12.9 Conclusion and Outlook

Documentation in the smart factory is a hot topic. In the project ProDok 4.0, we have regularly invited an open industry board to discuss the applicability of our solution in other corporate use cases. The enormous interest in the topic even surprised us. Many corporations, particularly in the manufacturing sector, face the constant challenge of finding appropriate documentation in error and maintenance situations. Our solution of semantically selecting appropriate documentation based on the current machine context has proven highly attractive to the industry board members.

Where is the road leading? Distilled from intense discussions, here are some suggestions for future work:

  • User-specific information delivery: Context-awareness may also take into account the skill level and role of the user, providing even more appropriate documentation.

  • Documentation at the point of action: This requires the use of mobile devices, or, more appropriately, augmented reality devices like Google Glass. Alternative user interaction mechanisms like voice control may be necessary in such settings.

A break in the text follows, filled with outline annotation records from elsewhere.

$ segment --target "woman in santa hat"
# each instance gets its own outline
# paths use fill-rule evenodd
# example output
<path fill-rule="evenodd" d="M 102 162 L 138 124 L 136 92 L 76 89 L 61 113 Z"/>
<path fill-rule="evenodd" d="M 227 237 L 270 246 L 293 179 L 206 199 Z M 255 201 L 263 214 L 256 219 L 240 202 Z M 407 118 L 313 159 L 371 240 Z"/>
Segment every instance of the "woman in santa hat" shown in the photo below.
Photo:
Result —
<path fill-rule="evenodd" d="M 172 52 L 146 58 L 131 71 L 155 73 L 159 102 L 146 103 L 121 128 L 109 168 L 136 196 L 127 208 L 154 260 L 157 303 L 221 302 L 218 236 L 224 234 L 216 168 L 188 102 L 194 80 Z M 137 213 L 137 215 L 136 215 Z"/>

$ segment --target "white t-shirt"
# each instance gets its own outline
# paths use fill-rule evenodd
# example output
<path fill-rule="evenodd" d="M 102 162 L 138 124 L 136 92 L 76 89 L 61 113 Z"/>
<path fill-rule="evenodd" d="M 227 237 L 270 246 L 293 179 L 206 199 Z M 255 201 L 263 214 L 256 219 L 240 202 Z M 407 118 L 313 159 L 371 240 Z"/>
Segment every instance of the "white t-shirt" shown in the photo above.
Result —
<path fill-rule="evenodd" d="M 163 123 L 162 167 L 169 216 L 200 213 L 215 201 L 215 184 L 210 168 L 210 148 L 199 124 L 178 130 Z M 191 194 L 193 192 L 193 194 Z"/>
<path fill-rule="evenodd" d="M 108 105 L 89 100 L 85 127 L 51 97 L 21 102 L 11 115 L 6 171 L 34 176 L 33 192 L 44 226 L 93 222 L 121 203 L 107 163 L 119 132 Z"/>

  • Predictive maintenance: Much better than fixing an error is avoiding it altogether. For certain situations, our solution can be extended to predict errors and maintenance situations based on common patterns and inform the user before issues occur.

  • Executable solutions: the connectivity of machines in the smart factory allows not only to retrieve context for selecting appropriate documentation, but also to execute operations. Therefore, the user could be offered an additional option ‘automatically apply solution in certain situations’.

Semantic applications can really make a difference.